When you’re ready to dig deeper and think outside the box with some reading that your competition might not even think of, check out these 5 titles.
1. Peter Thiel, “Zero to One”
Peter Thiel was the first investor of Facebook, so he might have a few good ideas for young entrepreneurs. He’s known as a “risk-taker” and an “intellectual,” so reading his 2014 book can only help you boost your entrepreneurial acumen. In this book, he’ll teach you how to think about creation and moving the world forward, rather than reinventing the wheel. Whatever your area of business or expertise, Thiel is here to motivate you to think for yourself and make the world better with your new, innovative ideas.
2. Frank Bettger, “How I Raised Myself from Failure to Success in Selling”
Written in the late 1940s, Frank Bettger’s book is considered by many successful entrepreneurs to be a classic on par with Dale Carnegie’s “How to Win Friends and Influence People.” In fact, the book was written after Carnegie suggested the idea to Bettger. A book on business can’t really ask for a better pedigree than that, can it? In his book, he opens up about his personal failings and how they helped him develop step-by-step programs to success. If you love learning from other entrepreneur’s mistakes, this book should be part of your collection.
3. Robert Kiyosaki, “The Cashflow Quadrant”
You might recognize Robert Kiyosaki’s name from the super-famous book he wrote, “Rich Dad, Poor Dad.” And you probably already know that Kiyosaki has made a name for himself by offering business education. So yeah, the guy knows what he’s talking about. As a young entrepreneur, it helps to learn about Kiyosaki’s four ways of making more money with less work, and this book is here to break it all down for you.
4. Evan Carmichael, “Your One Word”
Evan Carmichael is a modern-day force of nature already taking the world by storm. All young entrepreneurs should know his name and read this 2016 book. When you feel all over the place, lost, without a center, Carmichael’s book is there to help you find that one word that will keep you inspired and drive your purpose. Described as “inspiring and enlightening,” this is a book young entrepreneurs should have at their fingertips when they need a major motivation and morale boost.
5. Chris Hadfield, “An Astronaut’s Guide to Life on Earth”
What, you’ve never done a spacewalk? Chris Hadfield has, and for most people, that’s inspiration enough to get out into the world and do something amazing. But as a young entrepreneur already motivated to set the world on fire, what can this book do for you? The secret is in learning how to prepare for the worst, something Hadfield needed in order to survive piloting planes, space shuttle missions, and stays on the International Space Station.
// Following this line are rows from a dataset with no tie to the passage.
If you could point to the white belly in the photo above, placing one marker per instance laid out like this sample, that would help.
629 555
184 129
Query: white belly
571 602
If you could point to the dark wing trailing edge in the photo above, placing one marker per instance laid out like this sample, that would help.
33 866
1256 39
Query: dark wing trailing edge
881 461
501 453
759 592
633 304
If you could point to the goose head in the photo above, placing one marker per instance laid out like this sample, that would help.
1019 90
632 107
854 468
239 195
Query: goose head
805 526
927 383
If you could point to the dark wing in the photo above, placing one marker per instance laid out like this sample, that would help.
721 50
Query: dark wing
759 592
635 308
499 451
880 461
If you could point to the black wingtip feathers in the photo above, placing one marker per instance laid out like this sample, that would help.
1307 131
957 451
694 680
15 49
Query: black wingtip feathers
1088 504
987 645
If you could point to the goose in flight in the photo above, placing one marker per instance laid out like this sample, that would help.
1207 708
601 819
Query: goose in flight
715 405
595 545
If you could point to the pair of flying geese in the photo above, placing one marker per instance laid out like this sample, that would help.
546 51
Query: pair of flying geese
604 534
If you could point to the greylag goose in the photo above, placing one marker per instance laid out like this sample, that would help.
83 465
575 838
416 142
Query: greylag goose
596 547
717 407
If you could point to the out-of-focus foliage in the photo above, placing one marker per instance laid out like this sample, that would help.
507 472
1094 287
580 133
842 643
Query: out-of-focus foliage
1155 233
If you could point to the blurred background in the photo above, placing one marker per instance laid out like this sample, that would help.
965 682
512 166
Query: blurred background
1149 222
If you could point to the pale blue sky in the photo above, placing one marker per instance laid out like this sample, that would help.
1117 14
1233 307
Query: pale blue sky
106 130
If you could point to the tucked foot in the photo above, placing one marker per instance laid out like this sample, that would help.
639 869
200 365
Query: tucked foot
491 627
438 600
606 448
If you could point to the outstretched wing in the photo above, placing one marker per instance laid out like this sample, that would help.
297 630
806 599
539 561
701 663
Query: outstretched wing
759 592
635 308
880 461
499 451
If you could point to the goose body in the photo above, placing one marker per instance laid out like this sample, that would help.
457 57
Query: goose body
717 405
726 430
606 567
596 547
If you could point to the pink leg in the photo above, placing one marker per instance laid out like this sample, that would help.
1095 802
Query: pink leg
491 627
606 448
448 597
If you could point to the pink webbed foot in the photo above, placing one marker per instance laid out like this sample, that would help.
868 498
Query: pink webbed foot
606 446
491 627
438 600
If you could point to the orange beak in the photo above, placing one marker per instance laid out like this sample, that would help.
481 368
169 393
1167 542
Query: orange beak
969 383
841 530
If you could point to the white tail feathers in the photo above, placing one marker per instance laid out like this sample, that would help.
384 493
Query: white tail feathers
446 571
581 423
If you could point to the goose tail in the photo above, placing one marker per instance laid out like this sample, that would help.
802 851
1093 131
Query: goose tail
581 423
If this guy can stay calm while holding on to the outside of a spacecraft in motion, then you should probably listen to what he has to say.
Whatever books you choose, make sure you take from them the advice that can help you succeed. You never know which words of wisdom will stick to your brain and change your life, so keep an open mind. Look through other sections of the library or bookstore besides personal development and business. Who inspires you? What do you love? Find books on those and see if you don’t learn a thing or two.